Pass catchers and pass defenders agree, there’s darn sure something there. 

Therein lies the issue. How do the Broncos deal with knowing they’ve got a “rocket” sitting third on the depth chart? 

It took all of one preseason game for the chatter to start – and from credible sources. Just imagine what it might be like if he turns in another solid performance. For that matter, imagine the quiet murmur growing louder if he plays well and the two guys in front of him don’t. The general consensus has always been “when” and not “if” when it comes to Lynch. Before camp, the hoards of talking heads and scribes with scruples were fine with throwing out approximations well into the season –  “Week 10” or “Week 6 if things aren’t going well” – but just one week into the preseason, there’s a hesitation to underestimate the rookie. At least there should be. 

As Mile High Sports Radio’s Gil Whiteley aptly pointed out on Twitter after the Chicago game, “Sorry, but @PaxtonLynch has put himself back in this competition. He passed every test. His on-field skills are there.” 

Whiteley then said, “Next is against No. 1s.”

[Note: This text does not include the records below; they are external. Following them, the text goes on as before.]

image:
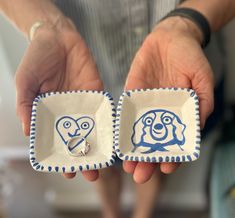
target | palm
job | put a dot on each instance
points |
(170, 61)
(53, 63)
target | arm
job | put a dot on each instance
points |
(24, 13)
(57, 59)
(171, 56)
(217, 12)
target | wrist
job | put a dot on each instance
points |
(181, 25)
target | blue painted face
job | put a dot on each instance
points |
(157, 129)
(68, 127)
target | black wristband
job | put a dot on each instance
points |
(197, 18)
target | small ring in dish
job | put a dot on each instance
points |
(78, 146)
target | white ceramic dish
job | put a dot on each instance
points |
(59, 118)
(159, 125)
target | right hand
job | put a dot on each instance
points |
(57, 59)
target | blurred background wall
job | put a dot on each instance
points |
(28, 192)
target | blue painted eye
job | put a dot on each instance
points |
(167, 120)
(148, 121)
(67, 124)
(85, 125)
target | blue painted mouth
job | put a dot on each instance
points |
(75, 134)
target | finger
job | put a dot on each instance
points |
(203, 84)
(91, 175)
(143, 172)
(69, 175)
(129, 166)
(168, 168)
(25, 94)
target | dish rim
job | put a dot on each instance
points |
(168, 158)
(81, 167)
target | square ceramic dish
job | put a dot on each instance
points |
(58, 118)
(159, 125)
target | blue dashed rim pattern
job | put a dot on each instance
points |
(38, 166)
(158, 158)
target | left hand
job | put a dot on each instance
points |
(171, 56)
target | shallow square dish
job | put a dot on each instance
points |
(58, 117)
(159, 125)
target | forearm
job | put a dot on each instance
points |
(218, 12)
(24, 13)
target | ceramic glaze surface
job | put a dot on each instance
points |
(158, 125)
(157, 129)
(68, 128)
(72, 131)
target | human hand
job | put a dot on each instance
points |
(57, 59)
(171, 56)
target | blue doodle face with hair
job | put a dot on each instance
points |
(68, 128)
(157, 129)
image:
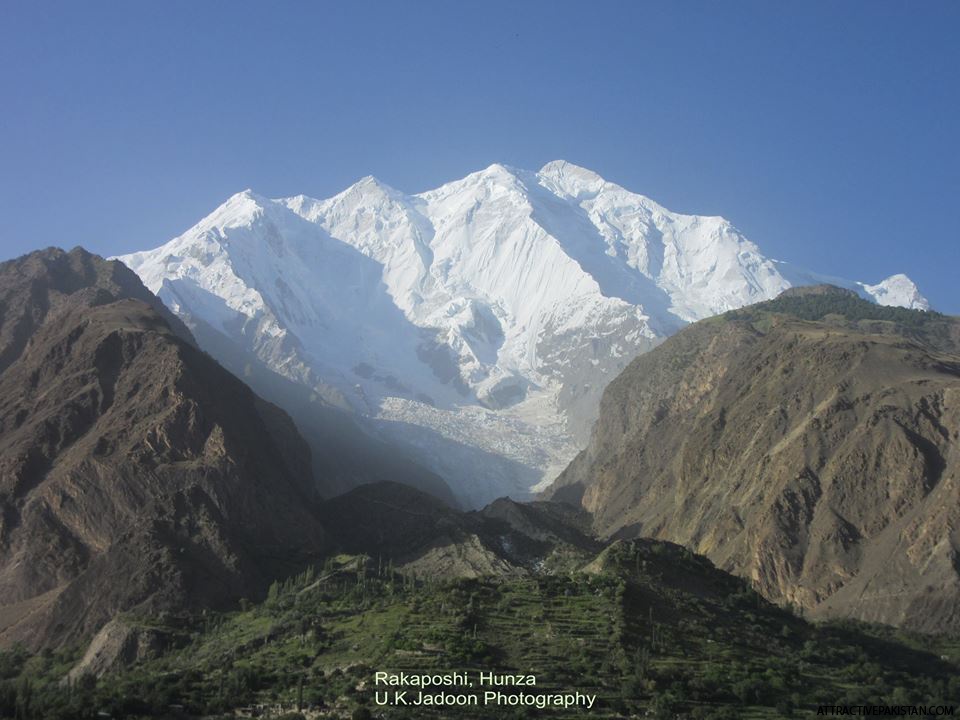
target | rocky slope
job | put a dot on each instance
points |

Will it be? Should it be?  

The short answers: No and yes. 

John Elway and Gary Kubiak didn’t ask me (or Gil), but here’s what I’d suggest: This week, against San Francisco, utilize the same exact strategy (a quarter apiece for Trevor Siemian and Mark Sanchez and a half for Lynch), but let Lynch fling it around a bit more. (Sure, Kapri Bibbs earned the additional carries, but we know more about the running backs than the quarterbacks at this point.) 

If he still looks just as good as Sanchez or Siemian, then move him up to No. 1. (Note: I didn’t say demote either of the other guys; in Denver, it’s okay to have more than one No. 1.)

Then, in the practices that follow, allow Lynch to take equal snaps with the top offensive weapons, against the vaunted Broncos defense. If he handles that, preseason game No. 3 shouldn’t be a dress rehearsal, it should decide the No. 1.  

I’ve never been a football coach or GM, but I’ve worn a Band Aid. Sometimes it’s best to just rip it off. 

Then again, when Lynch was at Memphis, the coaching staff there called a mid-season meeting during his redshirt (freshman) year. All of the coaches saw the talent; the majority of them wanted to pull the redshirt. Justin Fuente, the Tigers’ head coach at the time, decided against it. Lynch started the next season and, well, here are. 

Elway and Kubiak have, more or less, have created a “redshirt” season for Lynch. Will they – should they – resist the same temptation that faced Fuente? 

There’s no doubt, the temptation will be there. Scratch that, it is there. Already.  

A rocket arm does not a quarterback make. There’s just so much more to the position. But the fact that Lynch is already impressing makes this a competition worth watching. Closely.